Затем она уронила руки, открыла глаза и посмотрела на Кармелу неподвижным печальным взглядом.
– Подумать только, я даже не получила того, чего хотела,– прошептала она,– а ведь это было в последний раз...
В небе продолжали свой полет скворцы...
В каморке, согретой накалившимися на солнце плитками черепицы, Кармела в ту ночь долго не могла заснуть. Слишком много мыслей роилось в ее голове. Ей хотелось бы проследить за ходом хотя бы одной из них, чтобы потом перейти к следующей. Но это ей не удавалось. Кто была эта Жанна, к которой обращалась графиня во время «своего припадка» – поскольку уже именно так называла Кармела приступ бреда, свидетелем которого она недавно стала. Она чуть ли не ревновала эту неизвестную подругу и испытывала некоторое смущение оттого, что услышала предназначавшиеся явно не ей откровения. «Понимает ли она, что рассказала все это мне? Никогда бы не подумала, что в жизни этой старой дамы могло происходить подобное!»

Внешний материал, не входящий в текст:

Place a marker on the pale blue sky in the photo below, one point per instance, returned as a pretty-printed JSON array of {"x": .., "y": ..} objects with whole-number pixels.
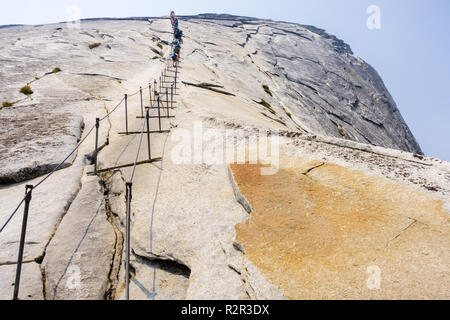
[{"x": 411, "y": 51}]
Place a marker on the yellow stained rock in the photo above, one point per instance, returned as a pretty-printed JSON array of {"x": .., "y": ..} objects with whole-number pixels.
[{"x": 320, "y": 234}]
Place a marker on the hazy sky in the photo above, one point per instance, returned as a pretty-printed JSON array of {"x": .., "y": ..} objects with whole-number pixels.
[{"x": 410, "y": 51}]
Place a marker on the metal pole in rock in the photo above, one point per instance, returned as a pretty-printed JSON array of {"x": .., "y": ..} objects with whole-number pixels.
[
  {"x": 176, "y": 75},
  {"x": 142, "y": 103},
  {"x": 159, "y": 114},
  {"x": 28, "y": 191},
  {"x": 129, "y": 186},
  {"x": 97, "y": 126},
  {"x": 126, "y": 113},
  {"x": 147, "y": 116},
  {"x": 167, "y": 101},
  {"x": 150, "y": 93},
  {"x": 171, "y": 95}
]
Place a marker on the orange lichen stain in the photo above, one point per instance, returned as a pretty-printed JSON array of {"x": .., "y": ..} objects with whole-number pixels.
[{"x": 313, "y": 234}]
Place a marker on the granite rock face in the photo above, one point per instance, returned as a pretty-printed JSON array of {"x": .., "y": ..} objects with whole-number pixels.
[
  {"x": 345, "y": 197},
  {"x": 313, "y": 76}
]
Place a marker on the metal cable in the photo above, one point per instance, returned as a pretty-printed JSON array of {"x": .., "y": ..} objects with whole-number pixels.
[
  {"x": 48, "y": 176},
  {"x": 12, "y": 215},
  {"x": 139, "y": 151},
  {"x": 75, "y": 149}
]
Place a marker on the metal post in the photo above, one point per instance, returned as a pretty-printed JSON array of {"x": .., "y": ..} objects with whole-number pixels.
[
  {"x": 150, "y": 93},
  {"x": 176, "y": 75},
  {"x": 159, "y": 114},
  {"x": 126, "y": 113},
  {"x": 129, "y": 186},
  {"x": 167, "y": 101},
  {"x": 148, "y": 134},
  {"x": 28, "y": 191},
  {"x": 171, "y": 95},
  {"x": 97, "y": 126},
  {"x": 142, "y": 103}
]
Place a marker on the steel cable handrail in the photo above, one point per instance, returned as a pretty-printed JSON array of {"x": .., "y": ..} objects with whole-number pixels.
[
  {"x": 72, "y": 152},
  {"x": 139, "y": 150}
]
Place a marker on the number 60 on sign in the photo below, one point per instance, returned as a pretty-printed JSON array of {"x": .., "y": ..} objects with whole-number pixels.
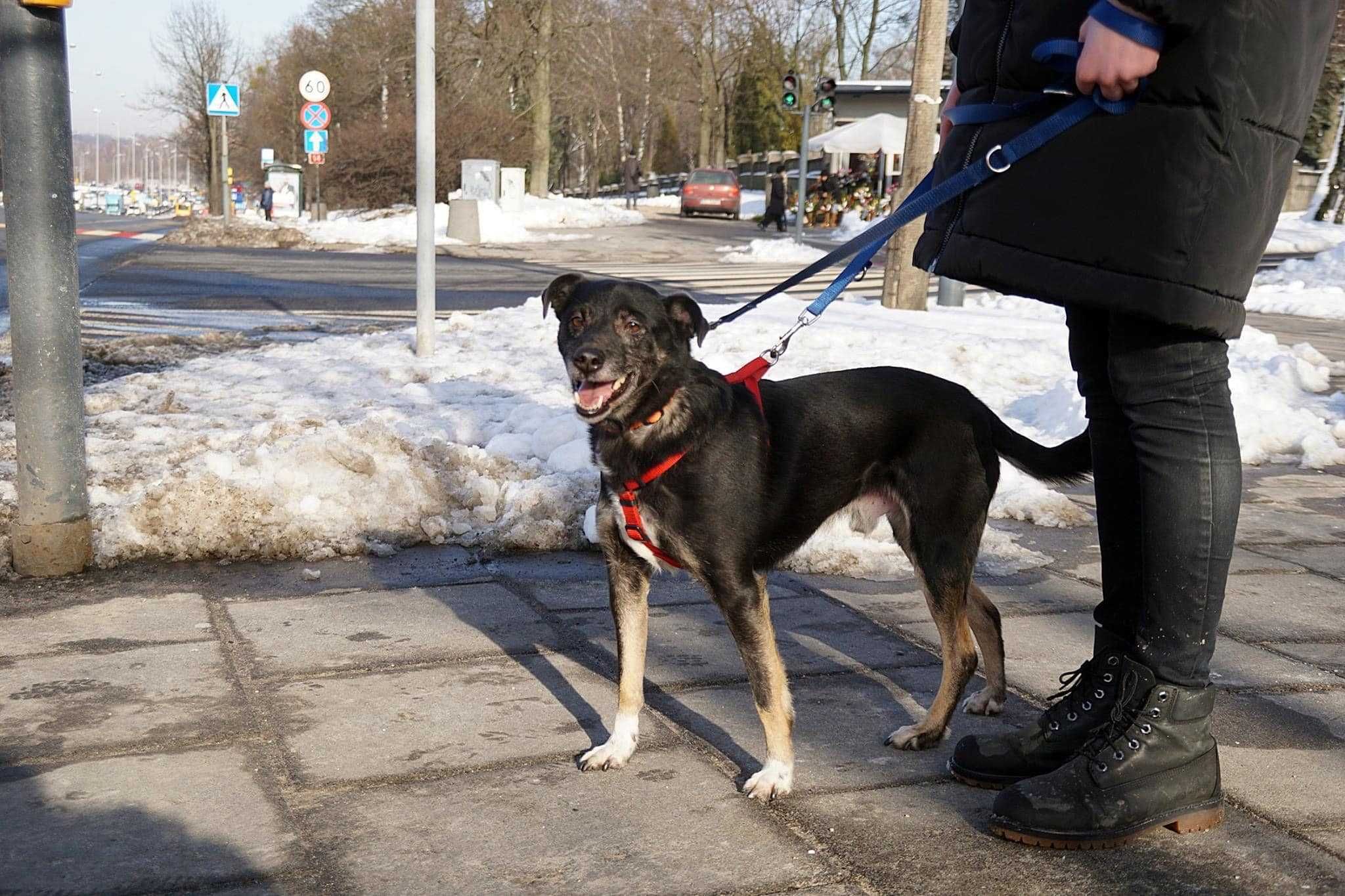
[{"x": 314, "y": 86}]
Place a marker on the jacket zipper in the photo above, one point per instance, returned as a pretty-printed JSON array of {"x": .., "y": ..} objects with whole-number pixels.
[{"x": 975, "y": 137}]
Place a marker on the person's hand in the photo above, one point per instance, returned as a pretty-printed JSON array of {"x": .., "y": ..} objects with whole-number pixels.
[
  {"x": 1110, "y": 61},
  {"x": 944, "y": 125}
]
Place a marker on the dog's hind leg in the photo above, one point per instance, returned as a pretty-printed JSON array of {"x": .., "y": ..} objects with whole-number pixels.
[
  {"x": 747, "y": 608},
  {"x": 985, "y": 624},
  {"x": 628, "y": 590},
  {"x": 943, "y": 559}
]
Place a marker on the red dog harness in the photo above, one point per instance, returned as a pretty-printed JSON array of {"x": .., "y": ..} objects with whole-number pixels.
[{"x": 751, "y": 377}]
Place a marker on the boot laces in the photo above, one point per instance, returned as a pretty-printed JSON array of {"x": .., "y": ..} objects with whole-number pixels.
[{"x": 1122, "y": 716}]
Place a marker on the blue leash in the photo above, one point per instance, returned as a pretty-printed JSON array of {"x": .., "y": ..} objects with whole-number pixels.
[{"x": 927, "y": 196}]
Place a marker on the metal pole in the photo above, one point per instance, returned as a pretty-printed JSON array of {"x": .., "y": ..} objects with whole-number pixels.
[
  {"x": 223, "y": 167},
  {"x": 50, "y": 534},
  {"x": 424, "y": 178},
  {"x": 803, "y": 168}
]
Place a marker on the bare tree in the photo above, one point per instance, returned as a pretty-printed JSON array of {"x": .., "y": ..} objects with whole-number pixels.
[
  {"x": 198, "y": 46},
  {"x": 904, "y": 285}
]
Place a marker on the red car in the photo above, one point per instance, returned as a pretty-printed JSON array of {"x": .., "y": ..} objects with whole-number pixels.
[{"x": 712, "y": 191}]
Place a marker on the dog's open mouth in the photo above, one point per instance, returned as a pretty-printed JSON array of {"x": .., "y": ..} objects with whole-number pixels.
[{"x": 592, "y": 396}]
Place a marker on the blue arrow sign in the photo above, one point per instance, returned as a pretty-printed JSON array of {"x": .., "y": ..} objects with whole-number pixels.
[
  {"x": 315, "y": 116},
  {"x": 221, "y": 98}
]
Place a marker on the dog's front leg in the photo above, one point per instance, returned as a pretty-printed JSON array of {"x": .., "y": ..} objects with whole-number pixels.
[
  {"x": 747, "y": 608},
  {"x": 628, "y": 590}
]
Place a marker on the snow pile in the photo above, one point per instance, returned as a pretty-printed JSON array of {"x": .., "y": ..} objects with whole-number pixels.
[
  {"x": 1308, "y": 288},
  {"x": 778, "y": 250},
  {"x": 350, "y": 444},
  {"x": 396, "y": 227},
  {"x": 1298, "y": 233}
]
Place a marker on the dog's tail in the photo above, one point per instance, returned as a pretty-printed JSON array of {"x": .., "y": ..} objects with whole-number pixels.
[{"x": 1067, "y": 463}]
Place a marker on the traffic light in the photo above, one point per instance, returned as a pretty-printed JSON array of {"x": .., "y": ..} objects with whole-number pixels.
[
  {"x": 791, "y": 92},
  {"x": 827, "y": 95}
]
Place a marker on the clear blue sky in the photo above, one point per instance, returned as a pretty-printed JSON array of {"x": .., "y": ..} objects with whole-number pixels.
[{"x": 116, "y": 38}]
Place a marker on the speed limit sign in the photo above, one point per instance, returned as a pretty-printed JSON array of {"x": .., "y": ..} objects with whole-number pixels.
[{"x": 314, "y": 86}]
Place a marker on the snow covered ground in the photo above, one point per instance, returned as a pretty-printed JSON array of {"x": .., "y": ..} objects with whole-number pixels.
[
  {"x": 350, "y": 444},
  {"x": 396, "y": 227},
  {"x": 1306, "y": 288}
]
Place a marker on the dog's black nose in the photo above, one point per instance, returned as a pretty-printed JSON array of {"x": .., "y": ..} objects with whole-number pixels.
[{"x": 590, "y": 360}]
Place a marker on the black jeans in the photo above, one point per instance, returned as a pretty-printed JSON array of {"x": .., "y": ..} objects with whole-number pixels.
[{"x": 1168, "y": 479}]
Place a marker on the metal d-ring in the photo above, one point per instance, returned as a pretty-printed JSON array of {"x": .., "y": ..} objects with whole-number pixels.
[{"x": 997, "y": 148}]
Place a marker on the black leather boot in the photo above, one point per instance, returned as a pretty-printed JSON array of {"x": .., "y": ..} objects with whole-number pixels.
[
  {"x": 1079, "y": 708},
  {"x": 1155, "y": 765}
]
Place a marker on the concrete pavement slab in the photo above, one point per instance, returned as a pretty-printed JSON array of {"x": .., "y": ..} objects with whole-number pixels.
[
  {"x": 79, "y": 702},
  {"x": 669, "y": 824},
  {"x": 1038, "y": 649},
  {"x": 692, "y": 644},
  {"x": 104, "y": 628},
  {"x": 139, "y": 822},
  {"x": 1319, "y": 558},
  {"x": 1046, "y": 594},
  {"x": 933, "y": 839},
  {"x": 369, "y": 628},
  {"x": 1293, "y": 788},
  {"x": 839, "y": 726},
  {"x": 1283, "y": 608},
  {"x": 1329, "y": 654},
  {"x": 439, "y": 719},
  {"x": 663, "y": 590}
]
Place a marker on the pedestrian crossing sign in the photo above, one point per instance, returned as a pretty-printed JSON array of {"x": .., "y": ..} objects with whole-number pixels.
[{"x": 221, "y": 98}]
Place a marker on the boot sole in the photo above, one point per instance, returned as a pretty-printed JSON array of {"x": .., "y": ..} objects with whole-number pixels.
[
  {"x": 1185, "y": 821},
  {"x": 979, "y": 782}
]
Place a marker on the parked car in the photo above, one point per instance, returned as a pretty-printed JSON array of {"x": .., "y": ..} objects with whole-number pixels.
[{"x": 712, "y": 191}]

Она испытывала тот страх, то инстинктивное отвращение, которое всегда испытывает человек при виде умственного расстройства, поскольку увиденная в другом ненормальность вносит в душу человека сомнение в его собственном душевном равновесии. Но в то же самое время она испытывала и сострадание и чувствовала, что связана с графиней некими непонятными ей самой родственными узами. «Может быть, мне следовало бы рассказать обо всем директору. Но ведь если она сумасшедшая, ее запрячут в психушку. И я ее больше никогда не увижу!»
Она встала и несколько минут глядела на себя в узенькое зеркальце над раковиной умывальника при свете лампочки без абажура. «А какой я сама буду в старости? И действительно ли то, чем я занималась с Джино, было любовью? А вдруг она кого-то убила, а теперь вспомнит об этом и убьет меня? Но нет, это невозможно. Ведь ее тогда посадили бы в тюрьму. Она, конечно же, не опасна».
Часам к двум ночи, тяжело ступая, вернулась к себе Валентина. Кармела услышала через тонкую перегородку, как она рухнула на кровать и как жалобно застонали пружины матраца. Потом послышался стук сброшенных с ног туфель.
– Так ты не спишь, принцесса? – раздался голос Валентины.
Дверь, соединяющая их каморки, открылась, и девушка увидела курчавую голову толстухи; прическа ее была несколько растрепана, помада на губах смазалась.
– Скажи-ка, Тина,– спросила Кармела,– у тебя вот много мужчин...
Та хмыкнула и сказала в ответ:
– Даже слишком много.
– И что ты от этого получаешь?
– Деньги,– ответила Валентина.– Ну ладно, пока. Я ложусь спать – устала как собака. Утомляет не занятие любовью. Утомляет хождение.
И она закрыла дверь.
Даже если бы Валентина и была расположена еще поболтать, Кармела чувствовала, что ей не удалось бы из нее ничего больше вытянуть. Да и что, собственно, она хотела узнать? Что искала? Ей хотелось не ответов добиться, а, скорее, сформулировать свои еще расплывчатые вопросы. «Я хотела бы знать... я хотела бы знать...» Ей никак не удавалось сказать самой себе, что именно она хотела бы знать.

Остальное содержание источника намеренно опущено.